This activity from Robert Kaplinsky begins with the following situation:
Frito-Lay produces packages of chips that contain a variety of flavors like the package below. The circles on the bags’ lower right corner normally displays the quantity of each type of chips.
With 20 bags in the package and four flavors, it would be natural to assume that there would be 5 bags of each flavor. However, that would be wrong. This is the actual quantity of each type of chips.
“This lesson gives students an opportunity to think about how a company like Frito-Lay determines the quantity of chips they will include in each package and compare that to their own class’ or school’s preferences. The idea would be to present students with one of the chip packages (with numbers blanked out) and find a strategy for determining how many of each type of chip they would need. Strategies may include:
- Divide the total number of bags by the number of flavors in the package. This may lead to a discussion as to how to handle a remainder (i.e. which flavor gets an extra bag or can you split the remainder across the flavors).
- Let people choose their own combination of flavors each time. This may seem like a good idea in theory but is not practical for a company that mass produces their products.
- Survey their classmates and use the results to distribute the bags according to their classmates’ preferences.
The hope is that after students have a conversation about each strategies’ pros and cons, they will conclude that surveying their classmates will enable the fairest results.”
College and Career Readiness Standard:
Understand that statistics can be used to gain information about a population by examining a sample of the population; generalizations about a population from a sample are valid only if the sample is representative of that population. Understand that random sampling tends to produce representative samples and support valid inferences. (Medium Emphasis)
Students may have to demonstrate an understanding that statistics involves conclusions about a population based on the results obtained from a random sample of the population. Questions assessing this standard often take the form of “Which sample will best represent the population?” or “Which conclusion can be drawn from this sample?”
In addition to the above standard, these standards are also explored in this activity:
- CCSS 6.RP.3 – Use ratio and rate reasoning to solve real-world and mathematical problems, e.g., by reasoning about tables of equivalent ratios, tape diagrams, double number line diagrams, or equations.
- CCSS 6.RP.3c – Find a percent of a quantity as a rate per 100 (e.g., 30% of a quantity means 30/100 times the quantity); solve problems involving finding the whole, given a part and the percent.
- CCSS 7.RP.2 – Recognize and represent proportional relationships between quantities.

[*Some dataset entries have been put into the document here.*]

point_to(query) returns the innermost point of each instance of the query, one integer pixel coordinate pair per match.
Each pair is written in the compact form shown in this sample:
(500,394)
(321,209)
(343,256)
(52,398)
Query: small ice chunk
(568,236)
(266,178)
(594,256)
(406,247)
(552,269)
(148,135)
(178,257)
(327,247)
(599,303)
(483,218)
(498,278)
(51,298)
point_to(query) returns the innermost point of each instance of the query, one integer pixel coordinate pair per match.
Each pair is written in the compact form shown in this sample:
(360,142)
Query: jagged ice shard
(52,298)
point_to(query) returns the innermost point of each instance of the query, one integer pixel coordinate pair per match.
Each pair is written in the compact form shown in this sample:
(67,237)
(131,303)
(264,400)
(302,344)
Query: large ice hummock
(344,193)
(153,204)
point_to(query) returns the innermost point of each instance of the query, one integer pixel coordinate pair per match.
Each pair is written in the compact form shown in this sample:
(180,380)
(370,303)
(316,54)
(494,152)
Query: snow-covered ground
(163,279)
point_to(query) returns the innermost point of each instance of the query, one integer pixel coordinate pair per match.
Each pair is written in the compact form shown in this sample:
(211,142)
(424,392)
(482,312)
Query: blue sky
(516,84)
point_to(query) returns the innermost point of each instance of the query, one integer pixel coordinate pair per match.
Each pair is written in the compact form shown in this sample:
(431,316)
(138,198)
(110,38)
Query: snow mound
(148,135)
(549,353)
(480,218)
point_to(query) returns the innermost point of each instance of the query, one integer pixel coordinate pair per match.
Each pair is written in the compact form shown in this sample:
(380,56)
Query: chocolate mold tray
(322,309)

- CCSS 7.RP.3 – Use proportional relationships to solve multistep ratio and percent problems. Examples: simple interest, tax, markups and markdowns, gratuities and commissions, fees, percent increase and decrease, percent error.

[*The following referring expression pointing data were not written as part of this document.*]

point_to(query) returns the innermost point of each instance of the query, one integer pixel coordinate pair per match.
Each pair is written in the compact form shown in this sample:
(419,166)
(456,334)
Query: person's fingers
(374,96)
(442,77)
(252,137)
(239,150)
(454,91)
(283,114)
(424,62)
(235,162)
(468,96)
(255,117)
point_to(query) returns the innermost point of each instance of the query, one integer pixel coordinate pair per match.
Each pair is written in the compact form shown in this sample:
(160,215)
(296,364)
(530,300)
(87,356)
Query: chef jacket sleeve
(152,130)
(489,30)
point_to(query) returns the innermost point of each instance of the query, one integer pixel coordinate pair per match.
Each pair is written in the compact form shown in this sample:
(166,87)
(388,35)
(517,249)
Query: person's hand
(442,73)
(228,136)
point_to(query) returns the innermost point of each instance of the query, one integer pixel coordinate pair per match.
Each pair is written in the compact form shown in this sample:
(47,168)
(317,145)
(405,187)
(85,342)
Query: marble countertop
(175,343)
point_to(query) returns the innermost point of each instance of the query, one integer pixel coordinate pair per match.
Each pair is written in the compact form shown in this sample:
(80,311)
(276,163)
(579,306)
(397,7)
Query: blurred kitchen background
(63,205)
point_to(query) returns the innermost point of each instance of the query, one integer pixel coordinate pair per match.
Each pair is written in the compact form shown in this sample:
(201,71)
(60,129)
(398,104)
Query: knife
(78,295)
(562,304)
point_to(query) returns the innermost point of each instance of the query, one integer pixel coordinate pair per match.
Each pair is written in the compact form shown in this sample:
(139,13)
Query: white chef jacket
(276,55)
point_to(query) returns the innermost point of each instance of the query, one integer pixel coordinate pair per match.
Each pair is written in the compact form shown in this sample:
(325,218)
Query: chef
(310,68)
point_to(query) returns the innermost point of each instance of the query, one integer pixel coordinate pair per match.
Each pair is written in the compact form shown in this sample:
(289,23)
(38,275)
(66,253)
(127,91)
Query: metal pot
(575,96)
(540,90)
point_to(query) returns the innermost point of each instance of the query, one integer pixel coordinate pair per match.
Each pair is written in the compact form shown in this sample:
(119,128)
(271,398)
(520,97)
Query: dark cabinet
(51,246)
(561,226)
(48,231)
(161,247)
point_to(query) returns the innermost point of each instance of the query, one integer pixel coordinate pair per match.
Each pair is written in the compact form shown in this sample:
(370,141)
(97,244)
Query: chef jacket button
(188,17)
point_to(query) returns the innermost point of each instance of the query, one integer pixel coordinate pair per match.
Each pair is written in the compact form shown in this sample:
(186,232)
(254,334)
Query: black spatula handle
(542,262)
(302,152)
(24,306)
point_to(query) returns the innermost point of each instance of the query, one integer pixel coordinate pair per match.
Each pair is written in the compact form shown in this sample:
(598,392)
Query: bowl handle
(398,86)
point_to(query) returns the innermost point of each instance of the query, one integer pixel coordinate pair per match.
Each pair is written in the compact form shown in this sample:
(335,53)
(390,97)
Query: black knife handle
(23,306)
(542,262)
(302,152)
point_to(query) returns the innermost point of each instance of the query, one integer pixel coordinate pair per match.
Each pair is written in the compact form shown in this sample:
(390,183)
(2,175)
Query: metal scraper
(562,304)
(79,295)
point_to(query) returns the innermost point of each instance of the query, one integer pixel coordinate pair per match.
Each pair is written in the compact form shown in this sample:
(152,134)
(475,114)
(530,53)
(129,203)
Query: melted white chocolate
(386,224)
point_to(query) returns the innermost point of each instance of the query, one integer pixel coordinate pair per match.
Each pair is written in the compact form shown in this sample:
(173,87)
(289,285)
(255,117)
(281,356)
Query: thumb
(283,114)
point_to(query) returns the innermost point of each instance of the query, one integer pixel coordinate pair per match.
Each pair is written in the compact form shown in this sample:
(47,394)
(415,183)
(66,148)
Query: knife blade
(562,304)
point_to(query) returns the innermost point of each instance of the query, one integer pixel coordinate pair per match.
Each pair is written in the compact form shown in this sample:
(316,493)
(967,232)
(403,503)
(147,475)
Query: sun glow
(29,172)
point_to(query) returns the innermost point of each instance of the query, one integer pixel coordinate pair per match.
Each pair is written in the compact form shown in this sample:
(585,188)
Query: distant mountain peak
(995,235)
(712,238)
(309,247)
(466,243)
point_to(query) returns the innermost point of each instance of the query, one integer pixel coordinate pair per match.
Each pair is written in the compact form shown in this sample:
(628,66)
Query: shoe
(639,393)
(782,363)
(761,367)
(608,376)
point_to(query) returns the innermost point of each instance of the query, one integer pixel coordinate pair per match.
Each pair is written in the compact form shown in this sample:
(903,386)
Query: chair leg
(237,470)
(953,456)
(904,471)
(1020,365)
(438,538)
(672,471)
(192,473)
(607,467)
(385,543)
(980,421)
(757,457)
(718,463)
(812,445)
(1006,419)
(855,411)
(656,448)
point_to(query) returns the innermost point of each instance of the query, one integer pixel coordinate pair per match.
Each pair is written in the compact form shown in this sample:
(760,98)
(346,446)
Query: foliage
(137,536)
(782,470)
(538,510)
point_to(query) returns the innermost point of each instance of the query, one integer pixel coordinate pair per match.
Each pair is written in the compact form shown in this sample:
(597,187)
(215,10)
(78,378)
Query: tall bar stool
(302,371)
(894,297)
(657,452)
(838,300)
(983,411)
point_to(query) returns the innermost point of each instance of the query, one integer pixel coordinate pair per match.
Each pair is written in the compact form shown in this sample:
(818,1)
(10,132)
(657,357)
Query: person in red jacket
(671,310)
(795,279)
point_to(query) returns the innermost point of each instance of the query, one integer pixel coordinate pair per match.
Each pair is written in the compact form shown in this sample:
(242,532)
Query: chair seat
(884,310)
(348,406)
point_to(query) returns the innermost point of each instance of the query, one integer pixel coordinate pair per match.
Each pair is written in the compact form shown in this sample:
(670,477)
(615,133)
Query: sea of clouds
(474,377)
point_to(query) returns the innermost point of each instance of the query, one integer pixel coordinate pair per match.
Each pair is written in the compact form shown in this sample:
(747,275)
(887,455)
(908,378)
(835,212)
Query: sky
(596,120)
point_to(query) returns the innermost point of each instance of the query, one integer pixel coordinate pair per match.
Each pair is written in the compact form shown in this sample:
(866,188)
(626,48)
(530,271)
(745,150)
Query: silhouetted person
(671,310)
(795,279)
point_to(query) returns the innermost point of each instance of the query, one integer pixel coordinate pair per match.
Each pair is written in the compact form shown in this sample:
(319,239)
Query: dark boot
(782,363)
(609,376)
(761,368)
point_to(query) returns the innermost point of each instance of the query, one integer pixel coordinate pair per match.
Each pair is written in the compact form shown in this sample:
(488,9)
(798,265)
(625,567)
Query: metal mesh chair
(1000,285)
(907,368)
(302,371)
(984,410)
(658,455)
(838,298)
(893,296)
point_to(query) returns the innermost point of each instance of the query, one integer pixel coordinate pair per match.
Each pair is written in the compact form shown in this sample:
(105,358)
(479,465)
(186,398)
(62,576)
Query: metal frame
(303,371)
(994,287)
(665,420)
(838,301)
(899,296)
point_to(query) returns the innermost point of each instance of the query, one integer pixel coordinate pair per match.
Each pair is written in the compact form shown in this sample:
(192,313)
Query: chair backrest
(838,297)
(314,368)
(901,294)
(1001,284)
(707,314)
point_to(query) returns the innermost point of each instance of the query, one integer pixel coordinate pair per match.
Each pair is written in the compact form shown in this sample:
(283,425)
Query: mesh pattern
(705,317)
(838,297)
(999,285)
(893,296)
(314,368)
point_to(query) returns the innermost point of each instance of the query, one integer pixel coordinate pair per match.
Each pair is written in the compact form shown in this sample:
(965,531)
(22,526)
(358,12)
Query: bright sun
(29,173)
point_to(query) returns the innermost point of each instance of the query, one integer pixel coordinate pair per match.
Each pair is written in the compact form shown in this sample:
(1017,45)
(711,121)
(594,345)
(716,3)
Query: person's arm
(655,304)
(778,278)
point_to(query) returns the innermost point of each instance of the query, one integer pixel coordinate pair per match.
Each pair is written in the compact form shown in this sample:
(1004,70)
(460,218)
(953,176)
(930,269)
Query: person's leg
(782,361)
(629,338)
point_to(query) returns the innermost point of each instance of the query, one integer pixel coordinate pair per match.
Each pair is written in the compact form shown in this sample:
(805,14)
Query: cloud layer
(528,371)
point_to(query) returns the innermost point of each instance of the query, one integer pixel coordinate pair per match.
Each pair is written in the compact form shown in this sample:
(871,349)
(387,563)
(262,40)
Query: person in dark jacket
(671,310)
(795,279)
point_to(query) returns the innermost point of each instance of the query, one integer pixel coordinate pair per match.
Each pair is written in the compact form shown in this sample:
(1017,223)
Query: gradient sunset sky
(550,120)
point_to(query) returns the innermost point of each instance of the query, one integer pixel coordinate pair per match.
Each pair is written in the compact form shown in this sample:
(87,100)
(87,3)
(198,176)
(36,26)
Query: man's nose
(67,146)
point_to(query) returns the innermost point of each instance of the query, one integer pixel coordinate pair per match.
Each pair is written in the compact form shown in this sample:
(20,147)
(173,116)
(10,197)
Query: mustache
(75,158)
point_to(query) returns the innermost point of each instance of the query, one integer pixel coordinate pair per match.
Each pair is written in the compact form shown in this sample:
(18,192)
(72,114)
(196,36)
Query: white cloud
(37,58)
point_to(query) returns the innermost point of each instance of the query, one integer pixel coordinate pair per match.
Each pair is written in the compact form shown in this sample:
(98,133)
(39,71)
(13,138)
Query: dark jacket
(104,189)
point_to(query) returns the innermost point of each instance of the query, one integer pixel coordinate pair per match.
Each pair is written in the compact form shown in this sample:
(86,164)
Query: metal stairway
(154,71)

- CCSS 7.SP.1 – Understand that statistics can be used to gain information about a population by examining a sample of the population; generalizations about a population from a sample are valid only if the sample is representative of that population. Understand that random sampling tends to produce representative samples and support valid inferences.
- CCSS 7.SP.2 – Use data from a random sample to draw inferences about a population with an unknown characteristic of interest. Generate multiple samples (or simulated samples) of the same size to gauge the variation in estimates or predictions. For example, estimate the mean word length in a book by randomly sampling words from the book; predict the winner of a school election based on randomly sampled survey data. Gauge how far off the estimate or prediction might be.